Quai’s horse startled at the flames and reared up, snorting. The skinny man stumbled back with a gasp and Logen leaped at him, grabbed the shaft of the spear with one hand and butted him in the face. His nose crunched against Logen’s forehead and he staggered away with blood streaming down his chin. Logen jerked him back with the spear, swung his right arm round in a wide arc and punched him in the neck. He went down with a gurgle and Logen tore the spear from his hands.
He felt movement behind him and dropped to the ground, rolling away to his left. The axe whistled through the air above his head and cut a long slash in the horse’s side, spattering drops of blood across the ground and ripping the buckle on the saddle girth open. Boil-face tottered away, spinning around after his axe. Logen sprang at him but his ankle twisted on a stone and he tottered like a drunkard, yelping at the pain. An arrow hummed past his face from somewhere in the trees behind and was lost in the bushes on the other side of the road. The horse snorted and kicked, eyes rolling madly, then took off down the road at a crazy gallop. Malacus Quai wailed as the saddle slid off its back and he was flung into the bushes.

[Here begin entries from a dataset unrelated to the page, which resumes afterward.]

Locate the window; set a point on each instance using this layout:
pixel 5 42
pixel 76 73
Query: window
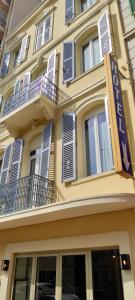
pixel 91 54
pixel 132 3
pixel 44 32
pixel 35 161
pixel 73 8
pixel 16 56
pixel 85 4
pixel 98 146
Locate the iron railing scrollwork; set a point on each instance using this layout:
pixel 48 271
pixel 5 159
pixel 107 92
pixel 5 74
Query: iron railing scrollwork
pixel 40 86
pixel 26 193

There was no time to think about him. Logen charged at the axe-man with a roar, aiming the spear at his heart. He brought his axe up in time to nudge the point away, but not far enough. The spear spitted him through the shoulder, spun him round. There was a sharp crack as the shaft snapped, Logen lost his balance and pitched forward, bearing Boil-face down into the road. The spear-point sticking out of his back cut a deep gash into Logen’s scalp as he fell on top of him. Logen seized hold of the axe-man’s matted hair with both hands, pulled his head back and mashed his face into a rock.

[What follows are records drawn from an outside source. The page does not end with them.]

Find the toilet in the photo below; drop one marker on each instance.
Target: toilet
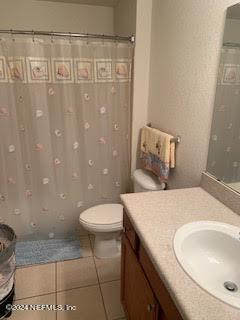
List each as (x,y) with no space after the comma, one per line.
(105,220)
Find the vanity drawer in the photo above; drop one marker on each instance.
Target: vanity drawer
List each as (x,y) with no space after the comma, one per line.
(164,299)
(130,232)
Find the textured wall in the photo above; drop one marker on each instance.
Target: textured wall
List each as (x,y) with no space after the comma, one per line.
(43,15)
(141,73)
(125,17)
(186,37)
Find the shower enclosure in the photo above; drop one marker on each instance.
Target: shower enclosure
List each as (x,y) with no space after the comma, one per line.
(65,108)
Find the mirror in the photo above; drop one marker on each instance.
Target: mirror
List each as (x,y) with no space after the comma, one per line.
(224,147)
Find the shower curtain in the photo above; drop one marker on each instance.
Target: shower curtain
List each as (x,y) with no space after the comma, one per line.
(223,156)
(64,130)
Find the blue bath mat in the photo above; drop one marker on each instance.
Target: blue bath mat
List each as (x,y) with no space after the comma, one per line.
(46,251)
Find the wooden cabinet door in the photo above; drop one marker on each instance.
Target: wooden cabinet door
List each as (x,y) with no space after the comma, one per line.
(136,294)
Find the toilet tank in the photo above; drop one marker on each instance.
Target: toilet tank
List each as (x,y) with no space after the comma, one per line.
(144,181)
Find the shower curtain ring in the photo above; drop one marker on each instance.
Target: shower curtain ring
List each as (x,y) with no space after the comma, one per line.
(52,40)
(33,34)
(70,37)
(11,31)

He lurched to his feet, head spinning, wiping blood out of his eyes just in time to see an arrow zip out of the trees and thud into a trunk a stride or two away. Logen hurtled at the archer. He saw him now, a boy no more than fourteen, reaching for another arrow. Logen pulled out his knife. The boy was nocking the arrow to his bow, but his eyes were wide with panic. He fumbled the string and drove the arrow through his hand, looking greatly surprised.